Nie mehr die wichtigsten News aus Österreichs Industrie verpassen? Abonnieren Sie unser Daily Briefing: Was in der Industrie wichtig wird. Täglich um 7 Uhr in ihrer Inbox. Hier geht’s zur Anmeldung!

Folgen Sie uns doch für mehr News aus Österreichs Industrie auf unserem neuen WhatsApp-Kanal: einfach Code scannen und auf "abonnieren" klicken!

- © Industriemagazin

Chinesische Investitionen in deutsche VW-Werke: Der aktuelle Stand

Auf die Frage nach konkretem Interesse chinesischer Unternehmen an deutschen Werken fügte Blume hinzu: „Wir haben enge Partnerschaften in China, Joint-Venture-Partner, und da gibt es natürlich dann gern auch mal Gespräche, aber keine konkreten Entscheidungen. Sowas muss natürlich auch sorgfältig vorbereitet werden.“

>>> China im Visier: Wie Hans Kostwein an einem Netzwerk zur Batteriezellproduktion schraubt

Audi-Chef Gernot Döllner steht vor der Herausforderung, das derzeit schlecht ausgelastete Werk in Zwickau effizienter zu nutzen. Ein denkbares Szenario könnte darin bestehen, ein in Zwickau produziertes Audi-Modell in das Stammwerk Ingolstadt zu verlagern, um dessen Produktionskapazität vollständig auszuschöpfen. Dadurch würde die Möglichkeit entstehen, Zwickau für eine potenzielle Übernahme durch einen chinesischen Hersteller freizugeben.
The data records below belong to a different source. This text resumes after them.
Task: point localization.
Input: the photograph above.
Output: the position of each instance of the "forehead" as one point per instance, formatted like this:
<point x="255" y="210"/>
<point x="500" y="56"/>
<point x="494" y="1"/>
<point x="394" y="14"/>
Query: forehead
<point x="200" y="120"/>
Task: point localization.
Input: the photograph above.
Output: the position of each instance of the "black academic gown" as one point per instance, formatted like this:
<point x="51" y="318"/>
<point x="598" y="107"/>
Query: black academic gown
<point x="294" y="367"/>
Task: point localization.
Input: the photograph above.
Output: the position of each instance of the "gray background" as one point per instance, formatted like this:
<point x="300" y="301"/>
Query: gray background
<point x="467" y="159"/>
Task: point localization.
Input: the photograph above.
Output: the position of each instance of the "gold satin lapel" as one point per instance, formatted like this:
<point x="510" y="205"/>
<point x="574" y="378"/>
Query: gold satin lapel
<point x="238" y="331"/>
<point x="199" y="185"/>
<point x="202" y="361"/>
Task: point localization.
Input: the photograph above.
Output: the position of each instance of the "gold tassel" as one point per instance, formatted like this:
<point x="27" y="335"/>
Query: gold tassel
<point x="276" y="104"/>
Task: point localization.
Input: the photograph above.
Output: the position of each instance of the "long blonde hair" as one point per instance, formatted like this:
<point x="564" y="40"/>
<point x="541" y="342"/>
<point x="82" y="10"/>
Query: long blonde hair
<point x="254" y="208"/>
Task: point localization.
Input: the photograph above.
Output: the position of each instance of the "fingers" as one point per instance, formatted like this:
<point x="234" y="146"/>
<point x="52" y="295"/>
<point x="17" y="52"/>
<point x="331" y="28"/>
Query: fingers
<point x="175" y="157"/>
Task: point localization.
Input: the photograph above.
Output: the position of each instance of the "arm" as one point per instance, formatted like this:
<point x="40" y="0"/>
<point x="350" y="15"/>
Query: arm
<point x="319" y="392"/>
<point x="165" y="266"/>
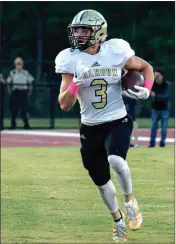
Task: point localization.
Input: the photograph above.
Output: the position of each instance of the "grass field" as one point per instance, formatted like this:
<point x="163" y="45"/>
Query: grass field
<point x="72" y="123"/>
<point x="47" y="197"/>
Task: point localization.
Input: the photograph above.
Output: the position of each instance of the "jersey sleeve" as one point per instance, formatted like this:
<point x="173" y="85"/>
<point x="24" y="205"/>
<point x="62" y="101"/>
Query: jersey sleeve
<point x="123" y="51"/>
<point x="64" y="62"/>
<point x="10" y="77"/>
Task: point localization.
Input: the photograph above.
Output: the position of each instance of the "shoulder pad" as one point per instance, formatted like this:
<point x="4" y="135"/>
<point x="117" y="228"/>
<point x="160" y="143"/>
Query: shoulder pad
<point x="64" y="62"/>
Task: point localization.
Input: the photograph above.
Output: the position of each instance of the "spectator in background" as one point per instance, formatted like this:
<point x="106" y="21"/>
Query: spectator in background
<point x="19" y="87"/>
<point x="160" y="107"/>
<point x="2" y="101"/>
<point x="131" y="110"/>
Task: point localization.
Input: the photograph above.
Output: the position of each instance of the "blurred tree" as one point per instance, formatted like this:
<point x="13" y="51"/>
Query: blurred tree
<point x="38" y="30"/>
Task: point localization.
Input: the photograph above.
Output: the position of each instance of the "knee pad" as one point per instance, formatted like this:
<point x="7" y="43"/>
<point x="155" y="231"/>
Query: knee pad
<point x="117" y="163"/>
<point x="109" y="186"/>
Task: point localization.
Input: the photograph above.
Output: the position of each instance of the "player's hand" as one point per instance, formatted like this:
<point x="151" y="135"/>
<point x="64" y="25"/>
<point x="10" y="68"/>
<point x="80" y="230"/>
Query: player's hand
<point x="126" y="94"/>
<point x="142" y="93"/>
<point x="79" y="74"/>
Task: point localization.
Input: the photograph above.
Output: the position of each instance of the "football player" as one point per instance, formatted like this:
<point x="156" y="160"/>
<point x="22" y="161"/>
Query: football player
<point x="91" y="73"/>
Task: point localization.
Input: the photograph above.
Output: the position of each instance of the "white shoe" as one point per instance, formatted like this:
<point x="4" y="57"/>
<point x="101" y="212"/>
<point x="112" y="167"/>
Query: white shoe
<point x="134" y="215"/>
<point x="119" y="230"/>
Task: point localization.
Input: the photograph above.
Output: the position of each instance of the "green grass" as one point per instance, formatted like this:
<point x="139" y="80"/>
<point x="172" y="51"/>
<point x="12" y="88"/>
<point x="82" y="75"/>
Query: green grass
<point x="47" y="197"/>
<point x="72" y="123"/>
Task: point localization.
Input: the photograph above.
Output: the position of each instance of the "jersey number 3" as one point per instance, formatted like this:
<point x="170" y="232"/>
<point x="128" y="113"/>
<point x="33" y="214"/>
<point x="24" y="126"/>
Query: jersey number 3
<point x="100" y="93"/>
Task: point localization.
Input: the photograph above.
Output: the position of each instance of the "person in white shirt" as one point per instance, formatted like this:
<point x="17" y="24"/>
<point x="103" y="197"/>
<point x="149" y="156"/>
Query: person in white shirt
<point x="91" y="73"/>
<point x="19" y="87"/>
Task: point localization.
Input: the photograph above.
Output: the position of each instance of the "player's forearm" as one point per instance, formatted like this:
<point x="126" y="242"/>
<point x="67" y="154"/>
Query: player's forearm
<point x="147" y="72"/>
<point x="67" y="100"/>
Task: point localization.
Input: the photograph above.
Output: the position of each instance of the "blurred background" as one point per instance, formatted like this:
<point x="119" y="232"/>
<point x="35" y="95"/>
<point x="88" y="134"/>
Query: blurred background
<point x="37" y="32"/>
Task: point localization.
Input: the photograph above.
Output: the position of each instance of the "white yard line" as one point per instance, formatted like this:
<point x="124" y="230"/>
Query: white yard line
<point x="66" y="134"/>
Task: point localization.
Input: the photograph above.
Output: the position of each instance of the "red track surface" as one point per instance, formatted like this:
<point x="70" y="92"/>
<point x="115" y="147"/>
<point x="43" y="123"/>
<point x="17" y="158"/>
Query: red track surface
<point x="18" y="140"/>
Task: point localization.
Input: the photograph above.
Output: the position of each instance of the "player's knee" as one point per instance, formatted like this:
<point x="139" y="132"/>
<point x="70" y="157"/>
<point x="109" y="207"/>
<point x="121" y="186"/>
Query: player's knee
<point x="109" y="186"/>
<point x="117" y="163"/>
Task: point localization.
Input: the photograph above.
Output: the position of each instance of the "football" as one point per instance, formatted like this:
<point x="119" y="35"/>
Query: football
<point x="132" y="78"/>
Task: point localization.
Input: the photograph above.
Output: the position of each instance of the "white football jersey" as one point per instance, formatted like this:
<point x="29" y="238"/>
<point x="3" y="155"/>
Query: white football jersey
<point x="100" y="96"/>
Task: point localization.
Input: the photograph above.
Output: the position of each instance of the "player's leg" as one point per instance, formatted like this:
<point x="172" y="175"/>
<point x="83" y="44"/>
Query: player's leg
<point x="164" y="126"/>
<point x="94" y="159"/>
<point x="153" y="133"/>
<point x="117" y="145"/>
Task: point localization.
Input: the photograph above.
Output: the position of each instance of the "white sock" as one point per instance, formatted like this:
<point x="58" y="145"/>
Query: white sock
<point x="122" y="173"/>
<point x="108" y="194"/>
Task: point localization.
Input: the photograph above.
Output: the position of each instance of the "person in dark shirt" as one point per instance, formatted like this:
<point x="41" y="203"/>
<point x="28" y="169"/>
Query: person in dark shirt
<point x="131" y="105"/>
<point x="160" y="107"/>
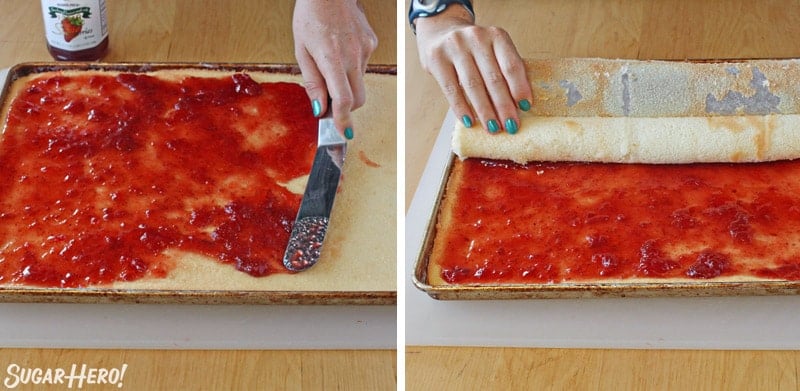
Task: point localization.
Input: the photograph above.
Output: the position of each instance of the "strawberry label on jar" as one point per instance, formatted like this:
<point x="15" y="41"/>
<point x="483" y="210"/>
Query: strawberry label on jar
<point x="75" y="25"/>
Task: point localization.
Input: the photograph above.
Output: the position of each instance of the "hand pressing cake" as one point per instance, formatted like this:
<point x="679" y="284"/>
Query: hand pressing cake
<point x="630" y="172"/>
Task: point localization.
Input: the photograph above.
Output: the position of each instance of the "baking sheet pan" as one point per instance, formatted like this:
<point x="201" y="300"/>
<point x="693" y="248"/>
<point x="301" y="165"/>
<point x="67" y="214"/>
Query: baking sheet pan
<point x="382" y="264"/>
<point x="641" y="323"/>
<point x="562" y="106"/>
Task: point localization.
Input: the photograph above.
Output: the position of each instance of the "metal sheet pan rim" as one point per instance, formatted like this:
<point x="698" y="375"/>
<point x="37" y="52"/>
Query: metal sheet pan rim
<point x="10" y="293"/>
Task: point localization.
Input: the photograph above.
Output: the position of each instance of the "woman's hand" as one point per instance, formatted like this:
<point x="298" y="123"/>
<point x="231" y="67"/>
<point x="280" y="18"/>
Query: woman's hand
<point x="478" y="69"/>
<point x="332" y="44"/>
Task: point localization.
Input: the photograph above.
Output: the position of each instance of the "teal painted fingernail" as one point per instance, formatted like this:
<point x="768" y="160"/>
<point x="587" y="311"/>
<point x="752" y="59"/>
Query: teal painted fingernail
<point x="316" y="107"/>
<point x="466" y="120"/>
<point x="494" y="127"/>
<point x="511" y="126"/>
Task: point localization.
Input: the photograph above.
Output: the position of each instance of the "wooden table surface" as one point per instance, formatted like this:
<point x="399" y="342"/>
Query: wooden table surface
<point x="643" y="29"/>
<point x="208" y="31"/>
Offenbar befinden sich die Gespräche in einem frühen Stadium und es wurden noch keine verbindlichen Vereinbarungen getroffen. Dennoch zeigt sich ein zunehmendes Interesse chinesischer Hersteller an Produktionsstätten in Europa, insbesondere an deutschen Werken von Volkswagen, die in Zukunft möglicherweise nicht mehr gebraucht werden.

Audi-Chef Gernot Döllner 

- © Audi

Ein Beispiel für die strategische Neuausrichtung von Volkswagen ist das Werk in Osnabrück, dessen Schließung durch Verhandlungen mit der Gewerkschaft IG Metall abgewendet werden konnte. Laut einem Insider-Bericht von Reuters ist bekannt, dass chinesische Autobauer grundsätzlich an der Übernahme solcher Werke interessiert sind. Dies betrifft vor allem Standorte, die Volkswagen langfristig nicht mehr benötigt. Auch Werke wie Dresden werden immer wieder als potenzielle Kandidaten für eine Neustrukturierung oder Übernahme genannt.

Das Werk in Osnabrück, das derzeit unter anderem Cabrio-Modelle fertigt, steht sinnbildlich für die Herausforderungen in der Branche: Rückläufige Nachfrage nach konventionellen Fahrzeugen, steigender Wettbewerb durch Elektrofahrzeuge und die Notwendigkeit, Produktionskapazitäten zu optimieren. Dieses Werk beschäftigt etwa 2300 Mitarbeiter. Zwar hat Volkswagen Ende Dezember eine Verlängerung der Produktion bis 2027 zugesichert, doch die langfristige Perspektive der Anlage bleibt unklar. 

Chinesische Unternehmen sehen hier eine Chance, sich auf dem europäischen Markt zu etablieren und Importzölle auf Elektroautos zu umgehen. China verfolgt dabei ehrgeizige Pläne, um seine Stellung im globalen Automobilgeschäft zu festigen. Das Land strebt nicht nur nach einem Ausbau seiner Marktanteile in Europa, sondern hat das langfristige Ziel, eine führende Rolle in der Automobilindustrie zu übernehmen – insbesondere im Bereich der Elektromobilität.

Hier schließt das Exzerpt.